The premiere curse was lifted at the Coyote Ugly party at Roseland, a rare well-thought-out studio bash that was trashily fun and completely true to the spirit of the movie. (Or at least I assume it was—please don’t make me go see it.) The mood was sublimely raunchy—lobster wasn’t the only thing with a tail showing—and one got the feeling that if any dates had been auctioned off, they’d be real dates. The cavernous space was lined with tray upon tray of deadly, deep-fried snacks—there was even a greasy breakfast nook—and the main stage was set up like a bar, on which the scantily clad Ugly girls danced to Guns N’ Roses while vehemently pouring shots down patrons’ mouths. They didn’t have Diet Cokes, so I settled for a wild blast of Crystal Geyser Alpine springwater—boy, did I get wasted—while another party wench was doused, Flashdance-style, with truckloads of Jack Daniel’s that accidentally splashed into her eyes.

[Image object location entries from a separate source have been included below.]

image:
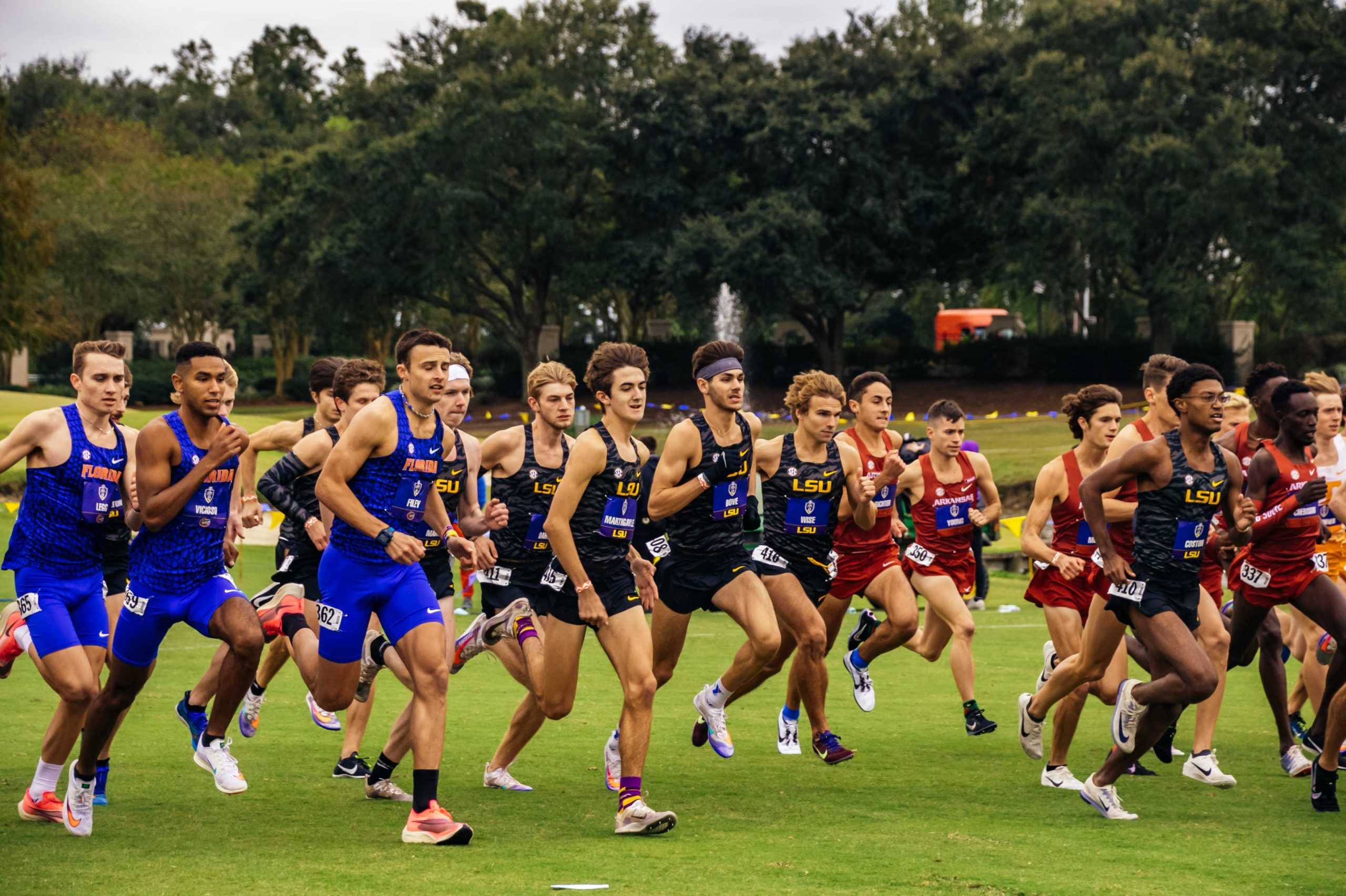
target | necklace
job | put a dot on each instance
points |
(408, 401)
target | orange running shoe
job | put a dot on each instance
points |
(436, 828)
(46, 809)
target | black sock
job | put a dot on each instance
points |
(424, 787)
(383, 770)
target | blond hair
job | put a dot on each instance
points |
(812, 384)
(546, 374)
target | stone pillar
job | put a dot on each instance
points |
(1237, 335)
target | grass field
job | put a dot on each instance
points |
(921, 809)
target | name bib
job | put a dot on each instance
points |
(729, 498)
(807, 516)
(618, 518)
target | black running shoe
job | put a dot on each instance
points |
(1322, 790)
(863, 629)
(1165, 746)
(353, 766)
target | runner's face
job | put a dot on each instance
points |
(555, 404)
(426, 373)
(101, 384)
(874, 408)
(626, 400)
(725, 390)
(1103, 427)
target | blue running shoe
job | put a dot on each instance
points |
(196, 723)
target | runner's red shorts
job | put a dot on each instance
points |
(855, 571)
(1287, 583)
(962, 568)
(1047, 589)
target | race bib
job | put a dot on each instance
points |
(729, 498)
(536, 537)
(29, 604)
(807, 516)
(410, 500)
(97, 501)
(763, 555)
(330, 618)
(1252, 576)
(919, 555)
(1133, 590)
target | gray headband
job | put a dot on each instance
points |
(718, 368)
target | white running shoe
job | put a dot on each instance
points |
(222, 765)
(1030, 732)
(77, 813)
(1060, 778)
(718, 731)
(1296, 763)
(640, 818)
(613, 762)
(1126, 716)
(1106, 801)
(1049, 654)
(501, 779)
(787, 735)
(1205, 769)
(861, 684)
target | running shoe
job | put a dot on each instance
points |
(77, 811)
(1049, 662)
(323, 719)
(1126, 716)
(196, 722)
(1322, 790)
(1030, 731)
(387, 790)
(1205, 769)
(1106, 801)
(353, 766)
(221, 765)
(1296, 763)
(501, 779)
(46, 809)
(368, 668)
(1060, 778)
(830, 750)
(435, 828)
(640, 818)
(862, 686)
(787, 735)
(249, 714)
(863, 629)
(715, 720)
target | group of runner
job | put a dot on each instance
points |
(379, 494)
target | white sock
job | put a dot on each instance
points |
(44, 781)
(718, 696)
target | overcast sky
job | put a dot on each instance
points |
(139, 34)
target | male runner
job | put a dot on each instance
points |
(525, 463)
(1282, 565)
(803, 503)
(703, 489)
(379, 483)
(186, 463)
(1102, 661)
(597, 572)
(1061, 582)
(77, 466)
(943, 489)
(1182, 481)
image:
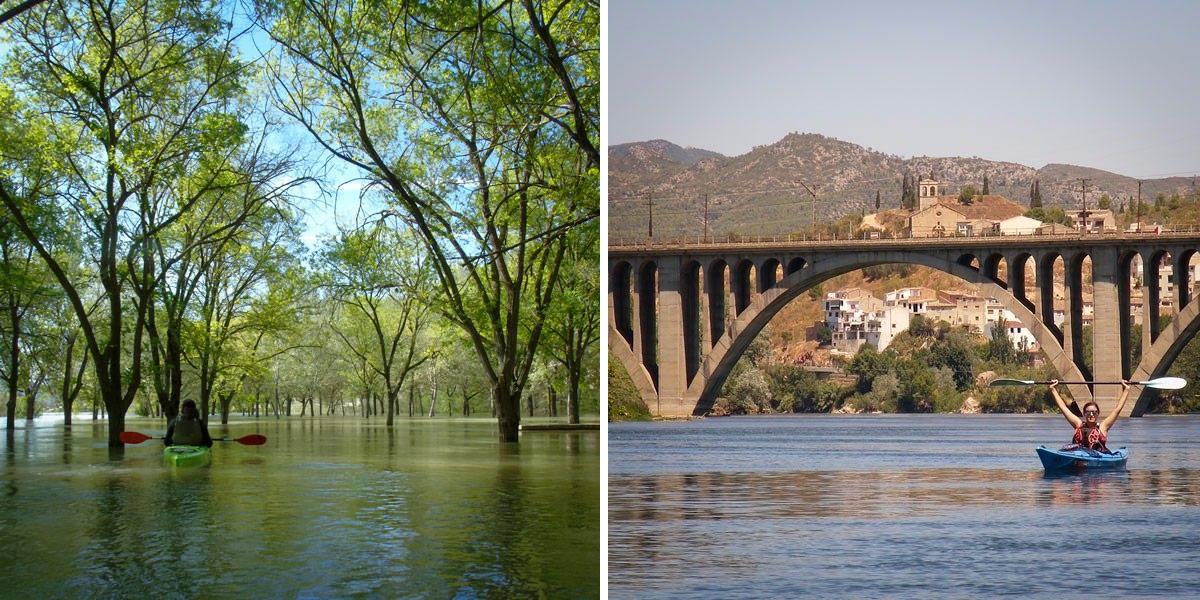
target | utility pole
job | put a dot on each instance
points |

People are still lining up to lick out her corneas.
My liquidy orbs next feasted on the ebullient revival of Godspell, which is a truly bizarre mix of kitschy slapstick and pious hippie anthems—picture a rush of pure speed followed by a chaser of Alpine springwater. The schizo concoction is altogether too much, but it totally manages to work in its ownzany, Monty-Python-does-the-New-Testament way. They’ve updated the show—to ’96, I’d say—with line dances, rap, and references to pashmina, and they’ve given it all a Rent-ish veneer, replete with an Adam Pascal type as Jesus. The people behind me were appalled by all the cheery irreverence, but the cast is filled with future stars and the audience gets to dance onstage before the crucifixion!
Finally, I wanted to crucify the handlers who said that the Dan Finnerty and the Dan Band show at Fez would start at nine. Try 11—and try waiting on line for days, only to have the list-holder ultimately screech, “I need to know who these people are!” The Dan Band? Oh, it’s a combo fronted by Finnerty—the proudly shlubby husband of TV star Kathy Najimy —who barrels through women’s songs from “I’ve Never Been to Me” to the Alice theme—with a sped-up, angry edge and musicality that strive to transcend the smirky, one-joke nature of it all.

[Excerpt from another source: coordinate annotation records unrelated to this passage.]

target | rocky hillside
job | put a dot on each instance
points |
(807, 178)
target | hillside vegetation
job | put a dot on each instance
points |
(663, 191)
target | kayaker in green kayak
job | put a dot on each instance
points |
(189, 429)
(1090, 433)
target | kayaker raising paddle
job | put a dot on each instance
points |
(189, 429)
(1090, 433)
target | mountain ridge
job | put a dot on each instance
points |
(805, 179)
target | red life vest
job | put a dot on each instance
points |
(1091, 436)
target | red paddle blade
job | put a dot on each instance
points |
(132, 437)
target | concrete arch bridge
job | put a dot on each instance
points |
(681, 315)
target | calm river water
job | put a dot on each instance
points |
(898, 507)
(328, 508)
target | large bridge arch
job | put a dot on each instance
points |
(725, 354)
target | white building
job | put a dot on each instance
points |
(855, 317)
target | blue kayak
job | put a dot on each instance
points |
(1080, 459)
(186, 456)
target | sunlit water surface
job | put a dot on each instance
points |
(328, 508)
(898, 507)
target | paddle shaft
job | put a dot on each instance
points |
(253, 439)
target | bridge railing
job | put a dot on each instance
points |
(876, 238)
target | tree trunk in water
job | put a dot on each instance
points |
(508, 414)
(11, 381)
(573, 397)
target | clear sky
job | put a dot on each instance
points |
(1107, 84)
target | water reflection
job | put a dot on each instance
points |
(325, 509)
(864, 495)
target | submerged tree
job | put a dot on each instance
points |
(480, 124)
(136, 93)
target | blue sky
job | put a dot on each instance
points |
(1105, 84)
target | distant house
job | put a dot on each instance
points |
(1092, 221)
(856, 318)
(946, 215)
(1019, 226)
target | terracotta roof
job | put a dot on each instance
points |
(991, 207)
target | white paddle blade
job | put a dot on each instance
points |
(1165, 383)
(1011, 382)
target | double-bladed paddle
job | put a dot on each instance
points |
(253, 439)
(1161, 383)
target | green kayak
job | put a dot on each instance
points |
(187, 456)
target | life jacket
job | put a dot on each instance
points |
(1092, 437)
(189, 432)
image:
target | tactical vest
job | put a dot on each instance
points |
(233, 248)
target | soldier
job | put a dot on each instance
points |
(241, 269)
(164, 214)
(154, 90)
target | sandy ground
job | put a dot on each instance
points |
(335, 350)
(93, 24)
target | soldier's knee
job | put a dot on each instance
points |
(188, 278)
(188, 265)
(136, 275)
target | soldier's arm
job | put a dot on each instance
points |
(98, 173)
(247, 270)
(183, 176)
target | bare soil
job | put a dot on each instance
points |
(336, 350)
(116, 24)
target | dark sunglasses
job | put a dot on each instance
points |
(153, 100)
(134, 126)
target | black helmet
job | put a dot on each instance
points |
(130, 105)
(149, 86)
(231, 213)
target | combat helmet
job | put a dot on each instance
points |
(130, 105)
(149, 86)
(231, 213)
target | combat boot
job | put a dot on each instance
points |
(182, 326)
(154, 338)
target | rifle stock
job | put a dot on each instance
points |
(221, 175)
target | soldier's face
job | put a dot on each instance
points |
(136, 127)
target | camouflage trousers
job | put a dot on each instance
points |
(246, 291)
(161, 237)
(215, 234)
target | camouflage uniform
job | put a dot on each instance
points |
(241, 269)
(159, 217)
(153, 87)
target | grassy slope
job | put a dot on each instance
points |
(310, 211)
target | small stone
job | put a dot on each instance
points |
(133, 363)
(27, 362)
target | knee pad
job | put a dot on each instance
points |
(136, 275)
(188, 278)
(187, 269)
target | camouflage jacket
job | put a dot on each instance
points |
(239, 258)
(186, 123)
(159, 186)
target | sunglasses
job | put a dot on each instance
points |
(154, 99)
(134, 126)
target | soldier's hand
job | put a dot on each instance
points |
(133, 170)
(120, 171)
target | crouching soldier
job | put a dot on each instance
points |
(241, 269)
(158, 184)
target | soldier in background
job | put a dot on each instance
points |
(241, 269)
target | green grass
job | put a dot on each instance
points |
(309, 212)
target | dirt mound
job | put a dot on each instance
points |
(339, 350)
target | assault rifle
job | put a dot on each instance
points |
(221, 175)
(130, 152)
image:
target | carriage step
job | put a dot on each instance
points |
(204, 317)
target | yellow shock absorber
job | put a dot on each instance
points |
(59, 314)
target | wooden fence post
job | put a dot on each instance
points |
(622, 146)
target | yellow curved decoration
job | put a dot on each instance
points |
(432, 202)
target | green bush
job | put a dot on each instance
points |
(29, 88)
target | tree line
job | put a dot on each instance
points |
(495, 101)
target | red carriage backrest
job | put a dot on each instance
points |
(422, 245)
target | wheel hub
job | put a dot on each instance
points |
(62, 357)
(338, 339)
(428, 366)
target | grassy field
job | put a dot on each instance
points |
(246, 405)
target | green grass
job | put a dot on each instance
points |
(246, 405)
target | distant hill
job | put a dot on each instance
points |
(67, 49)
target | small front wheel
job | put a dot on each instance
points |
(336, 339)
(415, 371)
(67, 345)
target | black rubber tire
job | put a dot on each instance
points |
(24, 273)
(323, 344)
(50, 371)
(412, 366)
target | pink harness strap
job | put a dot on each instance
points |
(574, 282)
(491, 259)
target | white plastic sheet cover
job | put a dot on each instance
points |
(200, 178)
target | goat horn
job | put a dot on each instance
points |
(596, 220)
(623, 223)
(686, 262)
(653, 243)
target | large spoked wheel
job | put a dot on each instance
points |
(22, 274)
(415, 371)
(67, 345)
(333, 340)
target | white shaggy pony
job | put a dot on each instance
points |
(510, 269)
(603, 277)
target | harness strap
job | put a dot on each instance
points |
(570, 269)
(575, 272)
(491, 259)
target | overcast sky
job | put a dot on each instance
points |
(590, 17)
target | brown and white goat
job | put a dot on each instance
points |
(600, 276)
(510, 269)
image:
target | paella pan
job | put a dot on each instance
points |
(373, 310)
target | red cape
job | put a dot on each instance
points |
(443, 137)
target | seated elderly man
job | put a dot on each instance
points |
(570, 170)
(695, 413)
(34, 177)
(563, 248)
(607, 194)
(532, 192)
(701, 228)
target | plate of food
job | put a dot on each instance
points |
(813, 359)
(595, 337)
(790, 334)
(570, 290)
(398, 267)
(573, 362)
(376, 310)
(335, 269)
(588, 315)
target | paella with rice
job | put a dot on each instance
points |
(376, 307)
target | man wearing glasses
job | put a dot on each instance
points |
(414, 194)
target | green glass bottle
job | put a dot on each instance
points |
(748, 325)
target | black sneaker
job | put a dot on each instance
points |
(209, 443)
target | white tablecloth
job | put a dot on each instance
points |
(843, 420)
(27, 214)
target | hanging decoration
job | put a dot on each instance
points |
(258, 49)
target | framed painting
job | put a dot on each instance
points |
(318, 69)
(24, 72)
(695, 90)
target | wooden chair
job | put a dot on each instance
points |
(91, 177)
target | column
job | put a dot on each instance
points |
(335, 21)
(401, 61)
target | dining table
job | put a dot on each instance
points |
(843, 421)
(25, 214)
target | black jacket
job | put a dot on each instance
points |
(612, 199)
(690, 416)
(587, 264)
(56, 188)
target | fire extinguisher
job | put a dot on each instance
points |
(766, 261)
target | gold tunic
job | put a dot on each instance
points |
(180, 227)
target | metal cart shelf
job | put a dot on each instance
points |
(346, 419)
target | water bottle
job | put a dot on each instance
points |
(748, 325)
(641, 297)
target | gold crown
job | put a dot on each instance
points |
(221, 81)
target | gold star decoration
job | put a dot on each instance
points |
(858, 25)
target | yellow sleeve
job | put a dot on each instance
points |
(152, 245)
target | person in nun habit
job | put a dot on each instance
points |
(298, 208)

It’s straight camp right out of the frat house and the inevitable next step after the predominance of drag queens; this is really a guy singing “Lady Marmalade,” and other ordinary Joes seem to relish the idea of seizing this genre back from the gays. The celeb-studded crowd went wild for it, but I only softened when some inspired bits of staging and harmony cropped up involving the two backup nerds. (The Wilson Phillips song was a keeper.) Mostly, I felt like I was trapped in a karaoke bar within Coyote Ugly, watching someone live his—not my—fantasy. Nothing to cell-call home about? Well, only if it’s an emergency.